Dr. Annie Heiderscheit, Director of Music Therapy, Augsburg University, MN
Dr Heiderscheit begins with an historical overview, which is fascinating – see photo. She presents this slide with minimal comment due to pressure of time.
We see some quantitative (and remarkable) stats relating to public health issues – economic costs of addiction, trauma and pain – but Dr Heiderscheit suggests that the human cost of these issues is literally unquantifiable. They affect our health, relationships, wellbeing, security, purpose, community and environment. “We can work to slap band-aids on gaping wounds, but if we don’t address these areas we are not achieving [societal] well-being”.

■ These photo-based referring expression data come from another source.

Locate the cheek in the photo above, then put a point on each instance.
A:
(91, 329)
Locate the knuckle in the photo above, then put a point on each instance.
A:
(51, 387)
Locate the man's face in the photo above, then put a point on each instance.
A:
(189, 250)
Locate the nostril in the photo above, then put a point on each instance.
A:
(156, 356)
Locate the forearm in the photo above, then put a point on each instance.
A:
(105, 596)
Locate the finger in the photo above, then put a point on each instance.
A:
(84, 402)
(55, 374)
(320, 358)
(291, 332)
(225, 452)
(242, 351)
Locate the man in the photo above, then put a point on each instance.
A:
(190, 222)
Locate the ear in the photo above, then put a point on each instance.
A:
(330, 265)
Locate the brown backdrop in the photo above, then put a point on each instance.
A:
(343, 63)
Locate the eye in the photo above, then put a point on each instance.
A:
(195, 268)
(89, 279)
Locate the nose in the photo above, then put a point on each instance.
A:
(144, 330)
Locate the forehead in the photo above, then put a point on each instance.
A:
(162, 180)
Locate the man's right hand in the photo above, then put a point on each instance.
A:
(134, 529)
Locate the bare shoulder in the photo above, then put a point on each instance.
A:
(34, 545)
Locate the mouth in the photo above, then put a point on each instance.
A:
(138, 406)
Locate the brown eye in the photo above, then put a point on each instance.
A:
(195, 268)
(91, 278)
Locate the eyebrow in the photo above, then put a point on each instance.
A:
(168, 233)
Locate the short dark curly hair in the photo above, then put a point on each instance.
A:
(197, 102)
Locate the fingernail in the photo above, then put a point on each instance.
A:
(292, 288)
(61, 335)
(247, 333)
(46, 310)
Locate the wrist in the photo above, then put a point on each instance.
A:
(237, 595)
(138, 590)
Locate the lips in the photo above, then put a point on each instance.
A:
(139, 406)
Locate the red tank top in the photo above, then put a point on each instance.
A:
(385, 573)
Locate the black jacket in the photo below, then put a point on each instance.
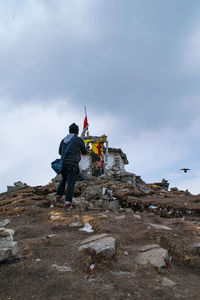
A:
(76, 148)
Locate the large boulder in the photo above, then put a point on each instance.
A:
(152, 254)
(8, 247)
(99, 244)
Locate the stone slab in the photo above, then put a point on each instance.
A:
(155, 256)
(104, 245)
(5, 222)
(94, 238)
(8, 252)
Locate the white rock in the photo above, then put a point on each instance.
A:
(157, 226)
(4, 222)
(62, 268)
(120, 217)
(87, 228)
(168, 282)
(137, 216)
(6, 232)
(8, 252)
(75, 224)
(156, 256)
(100, 244)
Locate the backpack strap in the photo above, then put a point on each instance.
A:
(69, 144)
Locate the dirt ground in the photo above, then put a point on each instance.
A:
(44, 241)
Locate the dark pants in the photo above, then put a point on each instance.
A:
(69, 176)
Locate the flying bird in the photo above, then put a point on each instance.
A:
(185, 170)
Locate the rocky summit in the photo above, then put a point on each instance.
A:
(124, 239)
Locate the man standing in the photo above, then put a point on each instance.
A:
(71, 164)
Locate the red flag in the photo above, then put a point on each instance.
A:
(85, 124)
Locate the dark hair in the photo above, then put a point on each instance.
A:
(73, 128)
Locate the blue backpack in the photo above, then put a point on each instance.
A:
(57, 165)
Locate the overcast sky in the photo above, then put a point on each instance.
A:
(135, 64)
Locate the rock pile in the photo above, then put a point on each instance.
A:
(8, 247)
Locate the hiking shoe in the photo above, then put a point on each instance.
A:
(68, 205)
(59, 200)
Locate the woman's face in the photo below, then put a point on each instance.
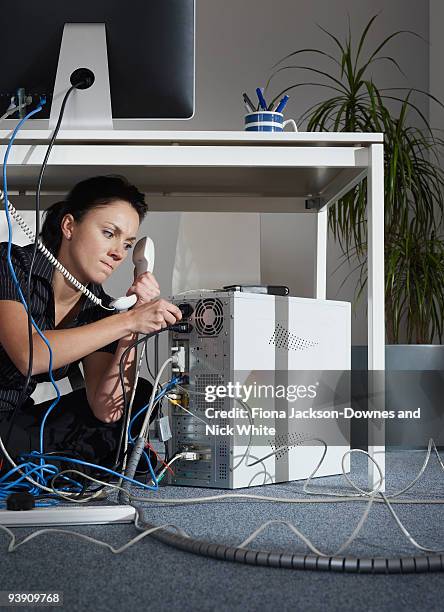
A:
(99, 243)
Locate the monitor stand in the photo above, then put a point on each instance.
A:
(83, 46)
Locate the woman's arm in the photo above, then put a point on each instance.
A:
(69, 345)
(102, 380)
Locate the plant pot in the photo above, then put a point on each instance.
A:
(414, 379)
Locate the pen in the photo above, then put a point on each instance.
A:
(261, 99)
(248, 103)
(282, 104)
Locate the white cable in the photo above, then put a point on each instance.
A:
(41, 247)
(169, 464)
(130, 409)
(372, 498)
(146, 422)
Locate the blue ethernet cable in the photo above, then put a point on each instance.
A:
(99, 467)
(10, 266)
(159, 396)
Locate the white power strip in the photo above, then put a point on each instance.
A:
(68, 515)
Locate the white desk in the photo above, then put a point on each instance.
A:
(194, 170)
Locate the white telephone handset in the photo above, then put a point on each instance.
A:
(143, 260)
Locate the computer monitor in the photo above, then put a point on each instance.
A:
(149, 50)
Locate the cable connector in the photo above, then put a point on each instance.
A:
(163, 429)
(189, 456)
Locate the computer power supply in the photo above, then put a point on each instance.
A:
(241, 350)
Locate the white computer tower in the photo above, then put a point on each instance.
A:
(263, 343)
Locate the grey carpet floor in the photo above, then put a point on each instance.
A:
(152, 576)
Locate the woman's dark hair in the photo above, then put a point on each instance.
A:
(86, 195)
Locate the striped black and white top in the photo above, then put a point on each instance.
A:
(43, 313)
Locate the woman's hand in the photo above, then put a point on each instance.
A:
(153, 316)
(146, 287)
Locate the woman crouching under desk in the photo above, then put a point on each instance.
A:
(91, 234)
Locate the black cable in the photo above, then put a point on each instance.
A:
(122, 384)
(147, 360)
(299, 561)
(22, 396)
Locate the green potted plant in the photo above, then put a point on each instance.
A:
(414, 205)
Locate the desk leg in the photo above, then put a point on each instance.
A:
(320, 280)
(376, 308)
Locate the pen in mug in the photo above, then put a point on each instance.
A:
(282, 104)
(261, 99)
(248, 103)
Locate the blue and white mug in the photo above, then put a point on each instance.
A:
(267, 121)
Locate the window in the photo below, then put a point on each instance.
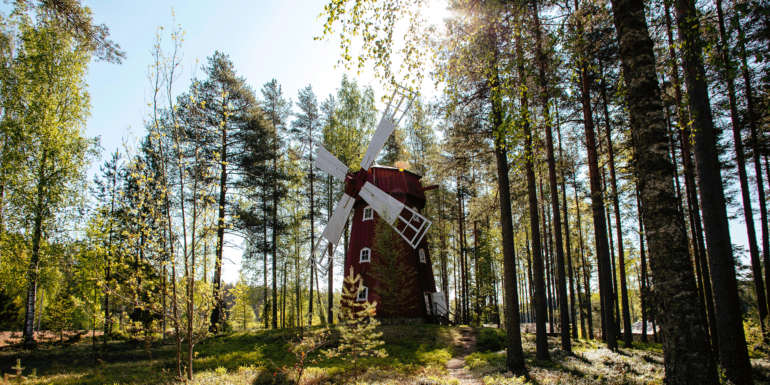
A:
(363, 294)
(366, 255)
(368, 213)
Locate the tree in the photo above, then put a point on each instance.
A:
(228, 109)
(49, 105)
(686, 348)
(242, 312)
(277, 110)
(307, 128)
(357, 325)
(733, 352)
(59, 313)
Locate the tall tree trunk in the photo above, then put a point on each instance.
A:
(217, 314)
(567, 242)
(312, 234)
(748, 90)
(597, 209)
(34, 261)
(561, 286)
(685, 139)
(740, 157)
(643, 281)
(614, 272)
(586, 272)
(733, 353)
(627, 336)
(515, 355)
(541, 311)
(686, 350)
(274, 235)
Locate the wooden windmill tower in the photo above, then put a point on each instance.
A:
(396, 196)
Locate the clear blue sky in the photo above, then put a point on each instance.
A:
(264, 39)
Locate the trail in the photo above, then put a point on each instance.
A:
(466, 346)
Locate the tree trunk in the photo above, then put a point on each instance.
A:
(597, 209)
(627, 336)
(748, 213)
(586, 272)
(217, 314)
(643, 278)
(33, 269)
(757, 166)
(515, 354)
(686, 351)
(541, 311)
(312, 235)
(567, 242)
(561, 281)
(685, 139)
(733, 352)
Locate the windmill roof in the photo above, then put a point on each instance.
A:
(638, 327)
(396, 168)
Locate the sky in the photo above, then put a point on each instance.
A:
(264, 39)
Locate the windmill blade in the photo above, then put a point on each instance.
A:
(336, 224)
(384, 129)
(408, 222)
(390, 119)
(330, 164)
(331, 234)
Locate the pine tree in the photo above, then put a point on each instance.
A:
(242, 311)
(59, 313)
(357, 325)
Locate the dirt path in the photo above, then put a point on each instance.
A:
(455, 365)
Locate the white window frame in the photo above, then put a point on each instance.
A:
(370, 210)
(365, 296)
(368, 255)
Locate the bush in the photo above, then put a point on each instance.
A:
(268, 378)
(491, 340)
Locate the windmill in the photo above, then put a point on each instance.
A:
(398, 206)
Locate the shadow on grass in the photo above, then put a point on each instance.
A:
(409, 348)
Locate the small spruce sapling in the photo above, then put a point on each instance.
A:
(302, 350)
(357, 325)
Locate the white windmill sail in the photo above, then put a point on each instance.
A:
(332, 233)
(327, 162)
(390, 119)
(408, 222)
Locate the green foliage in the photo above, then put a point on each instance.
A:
(59, 313)
(491, 340)
(754, 339)
(304, 351)
(242, 313)
(357, 325)
(268, 378)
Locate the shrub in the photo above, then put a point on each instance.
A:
(491, 340)
(267, 378)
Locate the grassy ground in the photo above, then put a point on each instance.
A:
(417, 354)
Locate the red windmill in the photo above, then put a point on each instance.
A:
(394, 195)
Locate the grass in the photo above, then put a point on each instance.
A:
(417, 354)
(235, 358)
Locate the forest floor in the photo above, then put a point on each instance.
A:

The ‘Crossroads’ of the title, Dr Heiderscheit suggests, represents not only a human opportunity, but an economic one. Effective music therapies are a genuine cost saving in public health issues, particularly addiction, pain and trauma, on which the presentation now focuses. She cites a recent paper (Heiderscheit, 2017), a case study of addiction patients.
Dr Heiderscheit now talks us through Ron’s therapy session, where he reflects on an image of a tree, as Ron remembers a more peaceful time in his life. Underscoring this, we hear Chopin Piano Concerto No.1 in E Minor, which was used as part of Ron’s rehabilitation/therapy. (Spotify)
We look at a description Ron’s self-reinforcing cycle of addiction and negative emotional states, and the therapeutic approach [JB comment – to my untrained eye, I infer this is a form of CBT] is described as a way to empower the individual to make a positive change in their lives.
“We all likely know someone in our lives who is impacted by trauma and pain. We want to bring hope and healing to them”.